UploadColumn comes with its own validation method, validates_integrity_of. This method will ensure that only files with an extension from a whitelist will be uploaded. This prevents a hacker from uploading executable files (such as .rb, .pl or .cgi for example) or it can be used to restrict what kind of file are allowed to be uploaded, for example only images. You can customize the whitelist with the :extensions parameter to upload column.

If you want to only allow the upload of XHTML and XML files, so you can manipulate them with XSLT you could do:

    upload_column :xml, :extensions => %w(xml html htm), :manipulator => MyXSLTProcessor

	validate_integrity_of :xml

You can also use some of Rails' validations with UploadColumn.

validates_presence_of and validates_size_of have been verified to work. 

    validates_size_of :image, :maximum => 200000, :message => "is too big, must be smaller than 200kB!"
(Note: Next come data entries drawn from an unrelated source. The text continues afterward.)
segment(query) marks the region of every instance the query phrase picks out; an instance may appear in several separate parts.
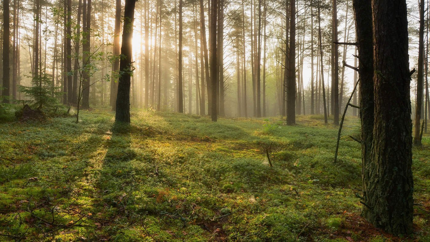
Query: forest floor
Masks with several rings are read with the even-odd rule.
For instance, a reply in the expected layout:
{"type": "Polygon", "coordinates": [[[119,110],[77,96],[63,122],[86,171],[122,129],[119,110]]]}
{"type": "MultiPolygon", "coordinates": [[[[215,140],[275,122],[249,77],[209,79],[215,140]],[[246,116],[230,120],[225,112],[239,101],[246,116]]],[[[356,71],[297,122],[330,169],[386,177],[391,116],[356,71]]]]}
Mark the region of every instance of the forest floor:
{"type": "Polygon", "coordinates": [[[415,233],[360,217],[359,120],[106,109],[0,124],[0,241],[430,241],[430,136],[413,150],[415,233]],[[270,148],[270,146],[271,147],[270,148]],[[271,168],[266,149],[271,158],[271,168]]]}

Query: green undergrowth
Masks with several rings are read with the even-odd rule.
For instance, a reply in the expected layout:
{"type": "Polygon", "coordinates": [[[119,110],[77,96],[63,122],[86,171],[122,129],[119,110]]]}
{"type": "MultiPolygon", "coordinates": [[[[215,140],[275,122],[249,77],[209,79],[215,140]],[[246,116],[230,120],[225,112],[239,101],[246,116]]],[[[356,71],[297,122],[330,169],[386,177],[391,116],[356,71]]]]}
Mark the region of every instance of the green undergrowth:
{"type": "MultiPolygon", "coordinates": [[[[134,110],[125,125],[107,109],[81,113],[78,124],[0,124],[0,241],[396,239],[359,217],[356,118],[335,163],[337,127],[318,115],[287,126],[134,110]]],[[[414,239],[428,241],[430,136],[423,142],[414,239]]]]}

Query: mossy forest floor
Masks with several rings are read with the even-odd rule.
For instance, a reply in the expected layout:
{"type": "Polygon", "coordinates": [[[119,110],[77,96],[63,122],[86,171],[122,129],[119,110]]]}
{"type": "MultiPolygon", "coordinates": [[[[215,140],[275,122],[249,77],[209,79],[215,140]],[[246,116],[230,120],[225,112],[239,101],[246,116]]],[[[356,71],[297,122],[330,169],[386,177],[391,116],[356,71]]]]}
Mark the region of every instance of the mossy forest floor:
{"type": "Polygon", "coordinates": [[[416,233],[360,217],[359,120],[108,109],[0,124],[0,241],[430,241],[430,136],[413,150],[416,233]],[[269,149],[273,168],[266,158],[269,149]]]}

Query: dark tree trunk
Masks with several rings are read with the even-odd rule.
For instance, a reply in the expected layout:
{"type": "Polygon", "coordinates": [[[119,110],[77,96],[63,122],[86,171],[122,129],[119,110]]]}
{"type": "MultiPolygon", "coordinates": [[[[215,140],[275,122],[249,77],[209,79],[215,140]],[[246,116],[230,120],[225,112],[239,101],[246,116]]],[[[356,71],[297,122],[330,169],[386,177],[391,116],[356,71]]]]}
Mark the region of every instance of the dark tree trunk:
{"type": "MultiPolygon", "coordinates": [[[[120,32],[121,31],[121,0],[117,0],[115,10],[115,33],[114,36],[114,55],[118,57],[120,55],[120,32]]],[[[117,93],[118,92],[118,82],[115,81],[115,74],[120,69],[120,60],[117,58],[112,65],[112,77],[111,79],[111,95],[110,103],[112,111],[115,111],[117,107],[117,93]]]]}
{"type": "Polygon", "coordinates": [[[338,41],[337,0],[333,0],[333,19],[332,36],[332,113],[333,123],[339,125],[339,50],[334,42],[338,41]]]}
{"type": "Polygon", "coordinates": [[[219,115],[224,116],[224,0],[219,0],[218,8],[218,65],[219,69],[219,115]]]}
{"type": "Polygon", "coordinates": [[[72,103],[76,104],[77,101],[78,76],[79,72],[79,49],[80,45],[80,20],[82,13],[82,0],[78,4],[77,20],[76,23],[76,37],[75,39],[75,63],[73,67],[73,91],[72,91],[72,103]]]}
{"type": "MultiPolygon", "coordinates": [[[[85,7],[85,0],[84,0],[84,8],[85,7]]],[[[91,0],[86,0],[86,10],[84,13],[85,26],[83,28],[84,32],[82,39],[83,59],[84,69],[83,81],[82,84],[82,107],[84,109],[89,108],[89,82],[90,76],[89,72],[91,69],[91,57],[90,57],[90,40],[91,39],[91,0]]]]}
{"type": "Polygon", "coordinates": [[[375,121],[364,213],[375,227],[408,234],[414,200],[406,1],[372,0],[372,7],[375,121]]]}
{"type": "Polygon", "coordinates": [[[179,0],[179,50],[178,82],[178,112],[184,112],[184,100],[182,93],[182,0],[179,0]]]}
{"type": "Polygon", "coordinates": [[[242,103],[243,106],[243,115],[245,117],[248,117],[248,108],[246,101],[246,55],[245,54],[246,46],[245,45],[245,7],[243,6],[244,1],[242,1],[242,38],[243,39],[243,60],[242,65],[243,69],[243,95],[242,98],[242,103]]]}
{"type": "Polygon", "coordinates": [[[321,70],[320,74],[321,79],[319,81],[321,86],[319,89],[322,89],[322,105],[324,106],[324,121],[325,124],[328,122],[327,120],[327,105],[326,103],[326,88],[324,83],[324,64],[322,62],[322,39],[321,37],[321,0],[318,0],[318,42],[319,42],[319,64],[321,70]]]}
{"type": "Polygon", "coordinates": [[[258,0],[258,36],[257,42],[257,59],[255,60],[255,65],[257,67],[256,85],[256,106],[255,106],[255,117],[260,118],[261,116],[261,0],[258,0]]]}
{"type": "MultiPolygon", "coordinates": [[[[287,124],[295,124],[295,0],[291,0],[288,79],[287,80],[287,124]]],[[[300,107],[299,107],[300,108],[300,107]]]]}
{"type": "MultiPolygon", "coordinates": [[[[210,17],[209,17],[210,18],[210,17]]],[[[200,0],[200,34],[201,35],[201,41],[200,43],[200,48],[202,48],[202,44],[203,47],[203,57],[204,58],[205,60],[205,72],[206,75],[205,76],[206,82],[206,91],[208,93],[208,114],[210,114],[211,112],[211,106],[212,106],[212,93],[211,91],[211,81],[210,78],[209,77],[209,60],[208,60],[209,57],[208,55],[208,47],[207,43],[206,40],[206,26],[205,24],[205,9],[203,4],[203,0],[200,0]]],[[[200,51],[201,51],[200,50],[200,51]]],[[[203,68],[203,67],[202,67],[203,68]]],[[[203,82],[203,77],[202,77],[202,85],[204,86],[203,82]]],[[[202,96],[204,97],[204,93],[202,92],[202,96]]],[[[204,98],[203,98],[204,100],[204,98]]],[[[203,101],[204,102],[204,101],[203,101]]],[[[203,113],[204,114],[204,113],[203,113]]]]}
{"type": "Polygon", "coordinates": [[[212,9],[211,9],[211,27],[210,30],[211,36],[211,79],[210,82],[212,86],[212,106],[211,107],[211,116],[212,118],[212,121],[216,122],[217,119],[217,89],[219,88],[219,83],[218,82],[218,65],[217,61],[217,20],[218,17],[218,11],[217,11],[218,6],[218,0],[211,0],[212,9]]]}
{"type": "MultiPolygon", "coordinates": [[[[372,0],[353,0],[356,19],[360,78],[360,117],[361,122],[362,177],[364,202],[369,199],[369,172],[374,165],[371,159],[373,140],[375,103],[373,100],[373,33],[372,30],[372,0]]],[[[365,207],[365,209],[366,208],[365,207]]],[[[365,210],[363,215],[366,217],[365,210]]]]}
{"type": "MultiPolygon", "coordinates": [[[[9,22],[9,1],[3,1],[3,103],[9,103],[9,96],[10,95],[10,77],[9,76],[9,48],[10,45],[10,26],[9,22]]],[[[38,21],[36,21],[37,24],[38,21]]]]}
{"type": "Polygon", "coordinates": [[[133,39],[133,23],[134,22],[136,0],[126,0],[124,9],[124,25],[123,41],[121,46],[122,57],[120,61],[121,75],[118,81],[117,95],[117,109],[115,121],[130,123],[130,78],[133,70],[132,66],[132,40],[133,39]]]}
{"type": "Polygon", "coordinates": [[[66,42],[66,54],[67,54],[67,66],[66,67],[67,72],[67,103],[69,105],[74,103],[73,96],[73,76],[71,75],[72,72],[72,39],[71,37],[71,21],[72,21],[72,1],[67,0],[67,37],[66,42]]]}
{"type": "Polygon", "coordinates": [[[418,47],[418,73],[417,76],[417,98],[415,108],[415,133],[414,144],[421,145],[420,125],[424,92],[424,0],[420,0],[420,30],[418,47]]]}
{"type": "Polygon", "coordinates": [[[310,114],[315,113],[313,81],[313,11],[312,2],[310,6],[310,114]]]}

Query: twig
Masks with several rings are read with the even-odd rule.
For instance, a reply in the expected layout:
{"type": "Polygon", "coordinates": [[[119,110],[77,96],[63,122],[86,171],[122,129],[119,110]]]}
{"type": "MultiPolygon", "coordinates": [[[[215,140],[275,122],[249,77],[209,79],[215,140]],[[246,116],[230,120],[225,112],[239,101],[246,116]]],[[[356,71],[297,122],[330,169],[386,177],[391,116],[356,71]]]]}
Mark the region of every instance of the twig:
{"type": "Polygon", "coordinates": [[[339,151],[339,142],[341,139],[341,133],[342,132],[342,126],[344,125],[344,121],[345,120],[345,115],[346,115],[347,110],[348,110],[348,106],[349,106],[349,103],[351,102],[351,100],[352,99],[354,93],[355,93],[355,90],[357,89],[357,86],[358,85],[359,81],[359,80],[357,81],[357,83],[355,84],[355,86],[354,87],[354,89],[352,91],[352,93],[351,94],[351,96],[350,96],[349,99],[348,100],[348,102],[347,103],[347,105],[345,107],[345,110],[344,110],[344,114],[342,115],[342,120],[341,121],[341,123],[339,125],[339,132],[338,132],[338,140],[336,144],[336,151],[335,152],[334,162],[335,163],[338,160],[338,151],[339,151]]]}
{"type": "Polygon", "coordinates": [[[335,41],[333,43],[336,45],[344,45],[357,46],[358,45],[358,44],[356,42],[338,42],[337,41],[335,41]]]}

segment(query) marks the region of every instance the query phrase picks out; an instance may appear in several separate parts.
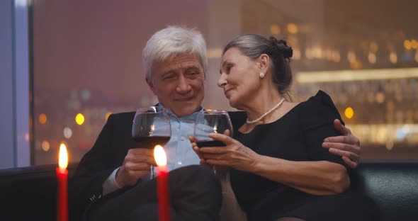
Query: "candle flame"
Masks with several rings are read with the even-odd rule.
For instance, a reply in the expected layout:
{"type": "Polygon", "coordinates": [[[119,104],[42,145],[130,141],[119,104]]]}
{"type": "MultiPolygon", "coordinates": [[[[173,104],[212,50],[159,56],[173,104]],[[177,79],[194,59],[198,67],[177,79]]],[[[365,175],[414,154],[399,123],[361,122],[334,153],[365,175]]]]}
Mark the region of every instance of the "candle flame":
{"type": "Polygon", "coordinates": [[[154,158],[158,166],[166,166],[167,164],[167,157],[164,149],[160,145],[154,147],[154,158]]]}
{"type": "Polygon", "coordinates": [[[63,143],[61,143],[61,145],[60,145],[58,165],[62,169],[67,169],[67,166],[68,166],[68,153],[67,152],[67,147],[63,143]]]}

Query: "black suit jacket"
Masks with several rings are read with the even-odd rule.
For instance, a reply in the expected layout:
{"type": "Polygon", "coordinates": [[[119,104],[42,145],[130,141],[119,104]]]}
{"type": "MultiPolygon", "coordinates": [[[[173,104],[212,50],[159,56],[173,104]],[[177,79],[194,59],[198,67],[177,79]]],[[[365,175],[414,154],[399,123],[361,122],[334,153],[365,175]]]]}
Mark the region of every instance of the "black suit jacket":
{"type": "MultiPolygon", "coordinates": [[[[111,115],[93,147],[81,158],[69,186],[72,220],[78,220],[89,205],[101,196],[104,181],[123,164],[128,150],[140,145],[131,137],[135,114],[134,111],[111,115]]],[[[244,124],[244,112],[229,114],[235,130],[244,124]]]]}

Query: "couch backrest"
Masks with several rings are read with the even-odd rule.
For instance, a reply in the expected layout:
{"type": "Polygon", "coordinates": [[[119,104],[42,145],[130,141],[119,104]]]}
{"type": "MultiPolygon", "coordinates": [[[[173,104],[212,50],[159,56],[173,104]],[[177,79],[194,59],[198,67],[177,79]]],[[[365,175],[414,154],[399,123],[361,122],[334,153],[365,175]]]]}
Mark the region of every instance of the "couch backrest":
{"type": "Polygon", "coordinates": [[[418,220],[418,161],[361,163],[352,185],[375,201],[383,220],[418,220]]]}

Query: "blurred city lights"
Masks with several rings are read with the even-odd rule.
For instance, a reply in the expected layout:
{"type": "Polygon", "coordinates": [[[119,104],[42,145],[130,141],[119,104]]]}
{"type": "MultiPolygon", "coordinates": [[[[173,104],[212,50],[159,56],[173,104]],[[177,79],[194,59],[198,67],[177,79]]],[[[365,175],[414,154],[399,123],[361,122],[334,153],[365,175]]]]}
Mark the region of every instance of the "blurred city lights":
{"type": "Polygon", "coordinates": [[[354,115],[354,110],[353,110],[351,107],[348,107],[346,108],[346,110],[344,111],[344,115],[347,118],[351,119],[351,118],[353,118],[353,115],[354,115]]]}
{"type": "Polygon", "coordinates": [[[299,28],[295,23],[290,23],[288,24],[288,31],[290,34],[296,34],[299,31],[299,28]]]}
{"type": "Polygon", "coordinates": [[[379,46],[378,45],[378,43],[376,43],[376,42],[372,41],[371,42],[370,42],[370,50],[372,52],[375,53],[378,50],[379,46]]]}
{"type": "Polygon", "coordinates": [[[270,33],[271,33],[271,35],[279,35],[281,33],[280,27],[276,24],[270,26],[270,33]]]}
{"type": "Polygon", "coordinates": [[[111,114],[112,114],[113,113],[111,111],[108,111],[108,113],[106,113],[106,115],[105,116],[105,120],[108,120],[108,118],[109,118],[109,116],[111,115],[111,114]]]}
{"type": "Polygon", "coordinates": [[[69,139],[69,138],[71,138],[72,136],[72,130],[71,130],[68,127],[65,127],[64,128],[64,137],[65,137],[67,139],[69,139]]]}
{"type": "Polygon", "coordinates": [[[374,53],[370,52],[368,53],[368,62],[371,64],[375,64],[376,63],[376,55],[374,53]]]}
{"type": "Polygon", "coordinates": [[[42,150],[45,152],[48,152],[48,150],[50,150],[50,148],[51,147],[50,145],[50,142],[46,140],[42,142],[42,144],[40,147],[42,147],[42,150]]]}
{"type": "Polygon", "coordinates": [[[392,64],[396,64],[397,62],[397,55],[395,52],[391,52],[389,55],[389,60],[392,64]]]}
{"type": "Polygon", "coordinates": [[[84,116],[81,113],[77,113],[76,115],[76,123],[81,125],[84,123],[84,116]]]}
{"type": "Polygon", "coordinates": [[[411,42],[409,40],[404,40],[404,47],[406,50],[411,50],[411,48],[412,47],[411,45],[411,42]]]}
{"type": "Polygon", "coordinates": [[[40,123],[40,124],[45,124],[45,123],[47,123],[47,115],[45,115],[45,113],[41,113],[39,115],[39,123],[40,123]]]}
Remember to change the error message, the default one sounds a bit stupid with UploadColumn.

validates_uniqueness_of does NOT work, this is because validates_uniqueness_of will send(:your_upload_column) instead of asking for the instance variable, thus it will get an UploadedFile object, which it can't really compare to other values in the database, this is rather difficult to work around without messing with Rails internals (if you manage, please let me know!). Meanwhile you could do

    validates_each :your_upload_column do |record, attr, value|    
      record.errors.add attr, 'already exists!' if YourModel.find( :first, :conditions => ["#{attr.to_s} = ?", value ] )
    end

It's not elegant I know, but it should work.